Banco Central estuda Pix internacional e novas medidas de segurança

Sistema poderá ser integrado a redes de pagamentos de outros países e ganhar recursos como Pix offline, garantia para crédito e inteligência artificial contra fraudes.

Por Redação/Agência Brasil Publicado em há 10 horas

O Banco Central (BC) estuda interligar o Pix a sistemas de pagamentos de outros países e a redes multilaterais de pagamentos instantâneos. A proposta pode permitir remessas internacionais e compras no exterior com o dinheiro disponibilizado em moeda local em poucos segundos, além de reduzir custos das transações.

As novidades fazem parte da agenda apresentada no Relatório de Gestão do Pix 2023-2025. Entre os projetos também estão o Pix por aproximação offline, sem necessidade de internet, o Pix Automático como alternativa ao débito em conta e a possibilidade de utilizar futuros recebimentos via Pix como garantia para financiamentos.

Foto: Marcello Casal Jr/Agência Brasil

Reforço contra fraudes

O BC também prepara oito medidas para aumentar a segurança do sistema, incluindo critérios mínimos para identificar transações suspeitas e a criação de um indicador de probabilidade de fraude, calculado em tempo real com uso de inteligência artificial.

Outra mudança em estudo é o aprimoramento da troca de informações entre instituições financeiras para agilizar bloqueios cautelares e aumentar a eficiência na identificação de operações fraudulentas.

O BC ainda analisa medidas para combater o uso abusivo do campo de mensagens do Pix, que tem sido utilizado para ofensas, ameaças e intimidações.

Pix também está no centro de disputa com os EUA


O sistema brasileiro também entrou no radar do governo dos Estados Unidos.
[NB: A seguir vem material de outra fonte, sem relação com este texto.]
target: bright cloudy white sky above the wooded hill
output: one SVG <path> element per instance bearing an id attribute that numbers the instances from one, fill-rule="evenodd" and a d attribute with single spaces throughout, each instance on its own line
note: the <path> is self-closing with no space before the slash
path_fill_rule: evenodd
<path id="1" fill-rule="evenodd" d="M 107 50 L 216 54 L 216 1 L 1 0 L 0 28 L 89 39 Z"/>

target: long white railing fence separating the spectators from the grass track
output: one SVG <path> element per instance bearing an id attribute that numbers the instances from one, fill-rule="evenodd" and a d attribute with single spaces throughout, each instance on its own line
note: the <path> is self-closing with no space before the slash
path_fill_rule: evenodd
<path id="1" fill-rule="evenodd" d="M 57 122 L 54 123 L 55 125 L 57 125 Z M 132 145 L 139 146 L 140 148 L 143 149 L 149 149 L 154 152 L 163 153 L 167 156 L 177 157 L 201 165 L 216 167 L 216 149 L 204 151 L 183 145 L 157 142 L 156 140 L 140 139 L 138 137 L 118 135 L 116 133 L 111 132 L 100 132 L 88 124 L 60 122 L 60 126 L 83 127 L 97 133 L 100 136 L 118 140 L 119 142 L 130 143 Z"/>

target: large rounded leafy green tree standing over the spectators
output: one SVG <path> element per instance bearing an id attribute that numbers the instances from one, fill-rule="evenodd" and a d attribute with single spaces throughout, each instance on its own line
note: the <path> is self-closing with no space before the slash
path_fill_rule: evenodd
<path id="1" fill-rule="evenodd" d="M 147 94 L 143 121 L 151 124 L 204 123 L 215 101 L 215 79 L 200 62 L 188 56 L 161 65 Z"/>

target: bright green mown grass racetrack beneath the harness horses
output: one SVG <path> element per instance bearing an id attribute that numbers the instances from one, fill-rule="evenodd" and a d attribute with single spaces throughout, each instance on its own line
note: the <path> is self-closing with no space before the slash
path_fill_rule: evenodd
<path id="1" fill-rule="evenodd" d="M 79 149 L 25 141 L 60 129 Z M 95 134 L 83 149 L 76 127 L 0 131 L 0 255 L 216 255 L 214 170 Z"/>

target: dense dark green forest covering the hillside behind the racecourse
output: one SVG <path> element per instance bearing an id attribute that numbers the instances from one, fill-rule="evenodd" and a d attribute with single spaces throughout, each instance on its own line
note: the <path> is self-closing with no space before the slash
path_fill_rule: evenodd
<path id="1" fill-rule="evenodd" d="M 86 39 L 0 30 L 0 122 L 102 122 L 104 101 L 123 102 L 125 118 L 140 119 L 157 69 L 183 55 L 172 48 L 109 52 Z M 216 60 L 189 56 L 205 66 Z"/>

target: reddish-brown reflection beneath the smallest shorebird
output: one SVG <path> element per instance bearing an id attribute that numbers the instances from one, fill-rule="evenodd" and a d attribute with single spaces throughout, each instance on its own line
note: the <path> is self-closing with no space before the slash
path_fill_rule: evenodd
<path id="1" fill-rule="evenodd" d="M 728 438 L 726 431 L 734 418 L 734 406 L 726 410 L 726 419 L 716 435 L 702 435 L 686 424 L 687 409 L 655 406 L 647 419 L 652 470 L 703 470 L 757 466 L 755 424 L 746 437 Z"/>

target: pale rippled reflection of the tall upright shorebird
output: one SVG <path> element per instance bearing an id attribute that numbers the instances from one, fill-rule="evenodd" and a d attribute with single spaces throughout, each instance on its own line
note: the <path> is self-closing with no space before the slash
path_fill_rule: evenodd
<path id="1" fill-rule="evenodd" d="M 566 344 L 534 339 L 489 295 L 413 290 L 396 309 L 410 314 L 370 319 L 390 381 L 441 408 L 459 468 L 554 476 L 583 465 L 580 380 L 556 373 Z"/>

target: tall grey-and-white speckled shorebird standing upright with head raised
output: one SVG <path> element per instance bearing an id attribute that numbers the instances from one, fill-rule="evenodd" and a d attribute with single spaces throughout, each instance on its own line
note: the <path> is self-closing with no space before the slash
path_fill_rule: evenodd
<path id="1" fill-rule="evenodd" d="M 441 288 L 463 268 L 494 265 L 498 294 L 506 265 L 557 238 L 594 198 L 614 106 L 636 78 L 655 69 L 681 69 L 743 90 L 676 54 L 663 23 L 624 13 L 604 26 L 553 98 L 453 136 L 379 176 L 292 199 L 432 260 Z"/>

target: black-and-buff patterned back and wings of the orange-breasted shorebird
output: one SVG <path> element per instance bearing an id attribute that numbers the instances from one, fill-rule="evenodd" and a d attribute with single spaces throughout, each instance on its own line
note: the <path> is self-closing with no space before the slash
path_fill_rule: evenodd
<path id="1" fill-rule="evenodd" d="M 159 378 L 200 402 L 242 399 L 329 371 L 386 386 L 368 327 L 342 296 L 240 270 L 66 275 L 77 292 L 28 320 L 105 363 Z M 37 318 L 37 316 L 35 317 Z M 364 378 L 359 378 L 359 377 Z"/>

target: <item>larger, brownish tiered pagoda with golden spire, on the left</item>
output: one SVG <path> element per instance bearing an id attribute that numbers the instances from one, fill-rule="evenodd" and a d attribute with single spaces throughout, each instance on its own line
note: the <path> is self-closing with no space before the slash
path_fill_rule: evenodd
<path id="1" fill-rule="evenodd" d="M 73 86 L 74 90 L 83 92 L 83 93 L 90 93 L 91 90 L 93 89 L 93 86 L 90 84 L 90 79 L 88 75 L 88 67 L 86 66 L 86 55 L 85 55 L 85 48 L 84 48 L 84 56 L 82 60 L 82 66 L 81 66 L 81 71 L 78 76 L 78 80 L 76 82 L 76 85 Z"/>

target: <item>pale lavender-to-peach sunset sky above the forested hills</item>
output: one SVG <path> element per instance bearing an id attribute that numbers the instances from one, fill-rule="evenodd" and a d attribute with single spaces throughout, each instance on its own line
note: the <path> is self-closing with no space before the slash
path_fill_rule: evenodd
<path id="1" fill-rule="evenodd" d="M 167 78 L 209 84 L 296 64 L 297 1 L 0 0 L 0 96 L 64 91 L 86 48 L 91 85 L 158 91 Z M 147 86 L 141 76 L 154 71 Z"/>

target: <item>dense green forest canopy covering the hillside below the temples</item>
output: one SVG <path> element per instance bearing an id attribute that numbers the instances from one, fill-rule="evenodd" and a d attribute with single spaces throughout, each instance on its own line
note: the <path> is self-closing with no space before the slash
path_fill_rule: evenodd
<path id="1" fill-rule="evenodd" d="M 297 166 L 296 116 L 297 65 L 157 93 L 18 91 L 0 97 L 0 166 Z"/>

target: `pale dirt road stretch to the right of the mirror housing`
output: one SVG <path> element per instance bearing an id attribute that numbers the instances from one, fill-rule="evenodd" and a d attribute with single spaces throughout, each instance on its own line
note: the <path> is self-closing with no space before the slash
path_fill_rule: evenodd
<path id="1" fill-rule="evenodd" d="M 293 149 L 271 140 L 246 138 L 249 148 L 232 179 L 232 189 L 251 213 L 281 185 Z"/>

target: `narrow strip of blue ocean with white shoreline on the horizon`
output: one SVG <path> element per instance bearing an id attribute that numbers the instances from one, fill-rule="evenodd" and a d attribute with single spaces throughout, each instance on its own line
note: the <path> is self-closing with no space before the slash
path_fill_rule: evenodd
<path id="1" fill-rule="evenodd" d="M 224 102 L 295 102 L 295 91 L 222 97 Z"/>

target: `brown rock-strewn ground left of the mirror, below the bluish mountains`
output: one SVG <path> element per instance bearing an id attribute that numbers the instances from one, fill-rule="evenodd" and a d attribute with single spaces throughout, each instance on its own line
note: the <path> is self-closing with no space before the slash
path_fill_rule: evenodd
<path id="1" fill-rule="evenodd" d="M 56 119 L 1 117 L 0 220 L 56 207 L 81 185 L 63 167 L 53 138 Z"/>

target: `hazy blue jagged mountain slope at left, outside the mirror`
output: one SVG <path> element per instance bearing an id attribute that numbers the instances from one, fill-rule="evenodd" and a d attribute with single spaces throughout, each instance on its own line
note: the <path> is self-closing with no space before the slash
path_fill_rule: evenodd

O governo de Donald Trump já classificou o Pix como uma suposta prática desleal no mercado financeiro brasileiro, argumento contestado pelo governo brasileiro.

Especialistas ouvidos pela Agência Brasil avaliam que o interesse americano também estaria relacionado ao fato de o Pix representar uma infraestrutura nacional de pagamentos que reduz a dependência de estruturas financeiras sob influência dos Estados Unidos.